Vault: AWS' ECS authentication to Vault

Created on 6 Apr 2016 · 10Comments · Source: hashicorp/vault

Intro

After reviewing the various ideas brought up here (948, 828, 805) we came up with a slightly different approach for a slightly different problem (ECS containers) and would love feedback on this idea.

Our goals

Containers started in ECS are able to get secrets without storing any logins/passwords/ids/etc. Not in the Dockerfile and not in the task definition.
Keep our containers vault-unaware as they may be used in environments where Vault isnt set up. But also allow secrets to get into the containers in non-Vault environments.
Keep the system as flexible as possible. Ideally, it would be 'data driven' so very little would be hard coded into the code.

The high level approach

When a container is started on a host, some process would talk to Vault, validate against AWS that it was just started by ECS and then feed the secrets it needs into the container. All of this is done over the wire and therefore nothing is stored.

The new tools we built

Secret Agent Man

Every ECS host has 2 containers that always run: ecs-agent and SAM. SAM is linked to the docker socket and reads the Docker events stream.
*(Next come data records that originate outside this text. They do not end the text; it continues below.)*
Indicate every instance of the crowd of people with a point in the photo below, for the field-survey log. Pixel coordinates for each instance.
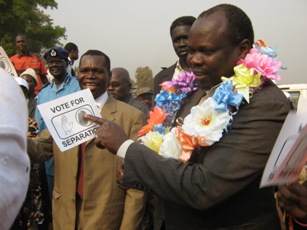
(117, 180)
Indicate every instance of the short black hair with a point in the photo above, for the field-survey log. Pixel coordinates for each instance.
(98, 53)
(70, 46)
(239, 24)
(182, 21)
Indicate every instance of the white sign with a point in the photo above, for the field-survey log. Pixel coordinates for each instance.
(6, 63)
(64, 118)
(289, 154)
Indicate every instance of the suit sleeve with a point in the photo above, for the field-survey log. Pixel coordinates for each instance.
(226, 168)
(135, 200)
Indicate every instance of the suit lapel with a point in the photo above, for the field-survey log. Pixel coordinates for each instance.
(190, 101)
Whenever a container starts, it jumps into action to help manage secrets.

Web Init Script

WIS is an entry point for all containers. When a container starts, WIS starts a webserver waiting for exactly one HTTP POST. If it doesnt get this POST in 30sec, it exits (and the container goes with it). If it gets any other HTTP request, it exits. When it receives the HTTP POST its waiting for, the payload being a JSON object of key/value pairs, it changes the k/v pairs into environment variables and then runs the CMD directive with the environment set.

VaultBuddy

VB validates that a given ECS task ARN has launched in the last X seconds and is reported as state=="RUNNING". VB should really be a Vault backend, but since we're a bunch of Ruby guys it's currently a simple Ruby script that acts as an HTTP proxy to Vault.

Tying it all together

ECS starts a container.
Secret Agent Man detects this start. SAM gets the cluster name from the ecs-agent metadata as well as gathers the task ARN from running a docker inspect of this new container (its in the Docker labels).
SAM submits the cluster name and task ARN to VaultBuddy.
VB holds the connection to SAM and in the background talks to ECS. It validates that said task ARN has been launched in the last X seconds (this is configurable) and the state is RUNNING.
If the validation is good, VB talks to Vault and gets a one time use, X second TTL token and returns it back to SAM.
SAM takes this single use, short TTL token and talks to Vault, gathering the secrets from a path or paths. It knows these paths from other Docker labels we've added or it could gather them from ENV vars in the container/task definition.
SAM then compiles the secrets into a JSON object and submits them to the container via an HTTP POST.
Web Init Script accepts the HTTP POST, assembles the ENV vars and runs the CMD directive.

Drawbacks

We dont expect this to be the most incredibly secure method of using Vault. But it gets the job done for now. A couple problems areas:

VaultBuddy basically needs a root token - or at least enough to read any/all secrets and generate tokens for these secrets. This would be mitigated if it were written as a Vault backend.
VaultBuddy needs an IAM role for ecs:DescribeTasks.
VaultBuddy doesnt have the auditing that Vault has. Again, mitigated if it were a backend.
Time is the attack vector. If you can get in and watch the docker stream and implement your own SAM instead, you can steal secrets. That being said, if you have that ability you have basically rooted the host node anyway and only a Vault-aware application will help you now.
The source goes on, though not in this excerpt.